Campus, News

Student struck by car crossing Commonwealth Avenue near West Campus

A female Boston University student struck by a vehicle on Commonwealth Avenue was transported to a local hospital with a leg injury Wednesday afternoon.

The student was hit crossing Commonwealth Avenue at St. Paul Street by a car traveling inbound, said Boston University Police Department Captain Robert Molloy. The driver appeared to have a green light when the collision took place. The driver then stopped the car and identified himself.

The student sustained leg injuries and was transported by Boston Emergency Medical Services to a local area hospital. She was alert and conscious at the time she was transported and is now in stable condition, Molloy said.

“This is a tragic accident,” said BU spokesman Colin Riley. “We certainly hope that she’s able to get back on her feet.”

Aleksander Skjølsvik, a freshman in the College of Arts and Sciences, was attempting to cross the street as well when he witnessed the accident.

“She was trying to cross when the car just came down, doing 40 [miles per hour], tried stopping, but he couldn’t do anything,” he said.

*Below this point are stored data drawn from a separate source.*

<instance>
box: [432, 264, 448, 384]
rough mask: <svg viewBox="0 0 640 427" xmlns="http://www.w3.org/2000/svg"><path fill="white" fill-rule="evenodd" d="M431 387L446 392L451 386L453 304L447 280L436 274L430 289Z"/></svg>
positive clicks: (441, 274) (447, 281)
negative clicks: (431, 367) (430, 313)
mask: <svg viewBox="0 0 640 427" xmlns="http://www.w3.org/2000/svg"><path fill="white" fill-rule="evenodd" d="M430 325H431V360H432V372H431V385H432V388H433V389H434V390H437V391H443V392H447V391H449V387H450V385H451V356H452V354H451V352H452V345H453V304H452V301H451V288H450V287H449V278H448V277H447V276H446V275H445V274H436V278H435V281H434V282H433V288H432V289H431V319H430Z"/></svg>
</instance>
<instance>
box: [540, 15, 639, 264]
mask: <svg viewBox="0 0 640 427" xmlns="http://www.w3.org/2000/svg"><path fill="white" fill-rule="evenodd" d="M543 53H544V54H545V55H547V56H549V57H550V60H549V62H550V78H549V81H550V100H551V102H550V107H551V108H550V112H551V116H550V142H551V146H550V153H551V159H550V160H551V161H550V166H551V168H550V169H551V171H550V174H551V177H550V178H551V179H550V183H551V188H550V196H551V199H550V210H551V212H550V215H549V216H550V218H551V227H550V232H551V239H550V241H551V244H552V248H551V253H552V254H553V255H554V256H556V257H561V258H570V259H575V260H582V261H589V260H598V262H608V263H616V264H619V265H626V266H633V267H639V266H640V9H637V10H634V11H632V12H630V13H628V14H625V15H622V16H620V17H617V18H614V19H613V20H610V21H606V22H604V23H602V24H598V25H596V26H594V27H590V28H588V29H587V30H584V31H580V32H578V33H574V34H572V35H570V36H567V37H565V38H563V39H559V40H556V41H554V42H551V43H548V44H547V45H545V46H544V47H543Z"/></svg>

Cars turning right onto St. Paul Street appeared to have obstructed the student’s view of the vehicle that hit her as it was approaching, Skjølsvik said.

The Boston Police Department received a call at 2 p.m. reporting the accident, and BUPD subsequently responded, Molloy said.

The intersection of Commonwealth Ave. and St. Paul Street is the same location where College of Communication graduate student Christopher Weigl was killed in December 2012 in a similar accident, according to police on the scene.

Weigl, a first-year graduate student in COM, died at the age of 23 in a collision with an 18-wheeler truck while riding his bicycle at the corner of Commonwealth Avenue and St. Paul Street in December 2012.

In the same semester Weigl was killed, College of Arts and Sciences sophomore Chung-Wei Yang suffered a fatal bicycle crash in Allston in an incident involving an MBTA bus.

In the wake of Weigl’s death and several other bicycle collisions, BU President Robert Brown and former Boston Mayor Thomas Menino pushed for greater safety measures in March 2013 to protect cyclists on the 1.5-mile strand of Commonwealth Avenue that stretches along BU’s campus, according to a March 2013 press release.

Their campaign brought cautionary signs, enhanced bike lane pavement markings and highway reflectors to the portion of Commonwealth Avenue running through BU.